Last Monday, I had the chance to attend the latest in the series of BL Labs annual symposia. The BL Labs were set up to “support and inspire the public use of the British Library’s digital collections and data in exciting and innovative ways”, and the symposia series is designed to showcase some of the results. I reflected during the day that it might be reasonable to give this symposium a strapline of “data science meets librarianship meets social science meets fine arts”, as can be seen from the programme for the day. It was also notable that, in view of the increasing amount of data available from cultural institutions, including galleries and museums as well as archives and libraries, ‘openglam‘ is now a thing.
The symposium also saw the announcement of the release of a new collection of copies of BL datasets, very diverse in nature, in the hope that their general availability will promote new usage and users.
The keynote talk was given by Melissa Terras from UCL, who spoke about the use made of the BL’s collection of 60,000 digitised public domain books, by researchers and students. The challenge posed by what are typically very simple searches carried out over massive sets of text data has shown the need for changes in the architecture of the computer systems used. Melissa pointed out the potential for information specialists, including librarians, to offer data handling and analysis alongside more traditional services.
The rest of the day was given over to a series of short presentations, highlighting the very great variety of uses made of the BL’s datasets, and concluding with series of presentations from the Alan Turing Institute, the UK’s national data science institute, headquartered within the BL.
It was very clear from these presentations, that we have gone way beyond producing the ‘clever, shiny things’, that often characterise new digital applications, to a situation where the applications are about to become not merely useful but mainstream. Of the examples presented, I was particularly interested in
• a range of visual analytic methods applied to the British National Bibliography, to show relations between the items
• Elastic System an artwork celebrating the nineteenth century librarian Thomas Watts, based on BL collection data
• a number of applications using the BL’s image collection on Flickr, including the intriguing Fashion Utopias, an animation created to accompany a fashion installation sponsored by the British Council
• SherlockNet, a system for automatically categorising, tagging, and generating captions for images in the BL Flickr collection. The system uses a neural net, which was trained to categorise images into several main categories – buildings, people, etc. – with more detailed tags and captions derived from words on the pages around the images.

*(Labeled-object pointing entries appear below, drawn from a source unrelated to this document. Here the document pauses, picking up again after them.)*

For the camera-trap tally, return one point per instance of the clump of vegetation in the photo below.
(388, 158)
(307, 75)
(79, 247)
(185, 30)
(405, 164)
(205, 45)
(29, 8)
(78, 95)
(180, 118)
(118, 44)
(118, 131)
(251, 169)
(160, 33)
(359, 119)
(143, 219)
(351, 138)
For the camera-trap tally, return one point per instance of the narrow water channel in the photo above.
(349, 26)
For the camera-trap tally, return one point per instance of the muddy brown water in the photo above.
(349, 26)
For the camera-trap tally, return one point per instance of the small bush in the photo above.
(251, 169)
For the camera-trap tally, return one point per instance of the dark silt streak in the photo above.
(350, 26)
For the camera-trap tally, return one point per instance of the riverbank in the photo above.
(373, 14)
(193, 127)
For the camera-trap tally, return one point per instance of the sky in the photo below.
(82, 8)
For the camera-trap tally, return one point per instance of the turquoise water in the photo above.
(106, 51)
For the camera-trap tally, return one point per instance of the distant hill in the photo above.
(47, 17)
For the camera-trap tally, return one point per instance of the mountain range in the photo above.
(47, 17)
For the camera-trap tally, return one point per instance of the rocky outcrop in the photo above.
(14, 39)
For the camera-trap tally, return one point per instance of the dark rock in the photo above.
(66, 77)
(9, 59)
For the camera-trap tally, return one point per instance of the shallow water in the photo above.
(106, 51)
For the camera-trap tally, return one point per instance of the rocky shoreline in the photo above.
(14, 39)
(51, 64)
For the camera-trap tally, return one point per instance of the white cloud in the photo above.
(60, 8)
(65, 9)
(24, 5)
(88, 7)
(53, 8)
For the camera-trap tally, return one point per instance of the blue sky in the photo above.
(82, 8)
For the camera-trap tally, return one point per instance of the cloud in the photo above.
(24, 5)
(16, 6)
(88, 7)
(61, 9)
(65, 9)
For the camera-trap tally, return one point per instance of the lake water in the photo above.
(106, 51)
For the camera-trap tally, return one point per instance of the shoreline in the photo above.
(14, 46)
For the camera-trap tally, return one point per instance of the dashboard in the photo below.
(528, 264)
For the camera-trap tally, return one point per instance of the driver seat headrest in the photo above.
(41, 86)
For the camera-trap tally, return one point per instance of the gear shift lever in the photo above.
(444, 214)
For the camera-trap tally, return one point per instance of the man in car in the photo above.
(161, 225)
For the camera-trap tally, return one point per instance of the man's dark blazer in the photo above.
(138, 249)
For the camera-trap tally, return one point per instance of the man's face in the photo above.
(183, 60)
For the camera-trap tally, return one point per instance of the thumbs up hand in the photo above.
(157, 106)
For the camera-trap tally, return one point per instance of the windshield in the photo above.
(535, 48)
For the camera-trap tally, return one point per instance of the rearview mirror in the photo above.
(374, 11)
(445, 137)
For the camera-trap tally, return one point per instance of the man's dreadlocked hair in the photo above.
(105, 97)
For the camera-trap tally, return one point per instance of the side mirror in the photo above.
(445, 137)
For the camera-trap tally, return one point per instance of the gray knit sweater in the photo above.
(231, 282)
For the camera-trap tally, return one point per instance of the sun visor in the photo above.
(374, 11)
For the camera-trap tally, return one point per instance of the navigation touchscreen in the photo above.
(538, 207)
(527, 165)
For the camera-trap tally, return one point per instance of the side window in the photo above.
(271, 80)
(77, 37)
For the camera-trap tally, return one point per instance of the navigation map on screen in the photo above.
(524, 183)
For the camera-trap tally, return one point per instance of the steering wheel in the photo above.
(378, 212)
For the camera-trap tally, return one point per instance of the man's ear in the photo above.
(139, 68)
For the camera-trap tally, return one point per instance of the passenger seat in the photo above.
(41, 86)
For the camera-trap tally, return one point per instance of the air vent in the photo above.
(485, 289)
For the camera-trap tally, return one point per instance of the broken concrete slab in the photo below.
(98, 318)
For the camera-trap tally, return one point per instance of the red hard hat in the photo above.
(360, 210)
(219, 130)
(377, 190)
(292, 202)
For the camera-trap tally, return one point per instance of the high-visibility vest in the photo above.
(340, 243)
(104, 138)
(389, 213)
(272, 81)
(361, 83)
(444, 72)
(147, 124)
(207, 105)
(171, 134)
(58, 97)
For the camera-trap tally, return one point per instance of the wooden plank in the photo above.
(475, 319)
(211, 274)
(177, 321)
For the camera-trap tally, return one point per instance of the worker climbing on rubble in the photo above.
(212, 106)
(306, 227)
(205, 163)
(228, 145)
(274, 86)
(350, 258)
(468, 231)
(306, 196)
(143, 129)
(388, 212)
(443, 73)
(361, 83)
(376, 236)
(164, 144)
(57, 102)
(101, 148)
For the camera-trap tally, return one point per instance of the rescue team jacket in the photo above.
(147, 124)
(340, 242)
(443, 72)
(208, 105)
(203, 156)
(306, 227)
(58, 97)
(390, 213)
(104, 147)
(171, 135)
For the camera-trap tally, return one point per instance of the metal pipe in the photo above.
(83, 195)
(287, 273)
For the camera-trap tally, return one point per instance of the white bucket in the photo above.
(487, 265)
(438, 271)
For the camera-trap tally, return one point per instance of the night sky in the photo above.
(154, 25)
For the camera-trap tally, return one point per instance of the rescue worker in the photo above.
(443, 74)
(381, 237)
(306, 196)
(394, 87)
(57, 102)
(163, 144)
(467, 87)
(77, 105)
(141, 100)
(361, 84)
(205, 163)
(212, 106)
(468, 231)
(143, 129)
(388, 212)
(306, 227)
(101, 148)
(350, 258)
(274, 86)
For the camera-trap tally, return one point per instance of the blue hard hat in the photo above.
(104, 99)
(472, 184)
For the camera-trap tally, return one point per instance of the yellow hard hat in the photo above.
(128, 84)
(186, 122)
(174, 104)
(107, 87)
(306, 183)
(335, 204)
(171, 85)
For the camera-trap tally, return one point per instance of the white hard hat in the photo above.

This is still a research project, for now; any automatic indexing system using this approach would need to be combined with human annotation; but it gives a very clear indication of what will be possible in the future.
Of the many things I took away from the day, these were my main thoughts (in no particular order):
• Data science is now of becoming of major relevance to library/information science; not in the sense that LIS should become ‘data science-lite’, but rather that data science, like HCI, is an aspect of computer science which is of particular importance, and with which all information specialists should have some understanding. This is particularly so if assisting users with data analyses is going to become part of the repertoire of the information professional.
• Aspects of data science should feature in the core of all LIS education programmes; my own department is doing this in our Digital Information Technology and Applications module on our #citylis courses
• Data literacy needs to attain more importance, whether as a complement to information literacy, or wrapped within some over-arching meta-literacy
• Data ethics needs much more attention, as proposed by Luciano Floridi
• There is a need for more conceptual think around the idea of data (or dataset) as document, as opposed to the more conventional approach of thinking of documents as being made up of data; the insightful chapter by Jonathan Furner is a good start here.
All in all, a very impressive advertisement for the British Library’s move to accommodate digital data firmly within its remit, with credit due particularly to Adam Farquhar, the Head of Digital Scholarship, and Mahendra Mahey, Manager of the BL Labs.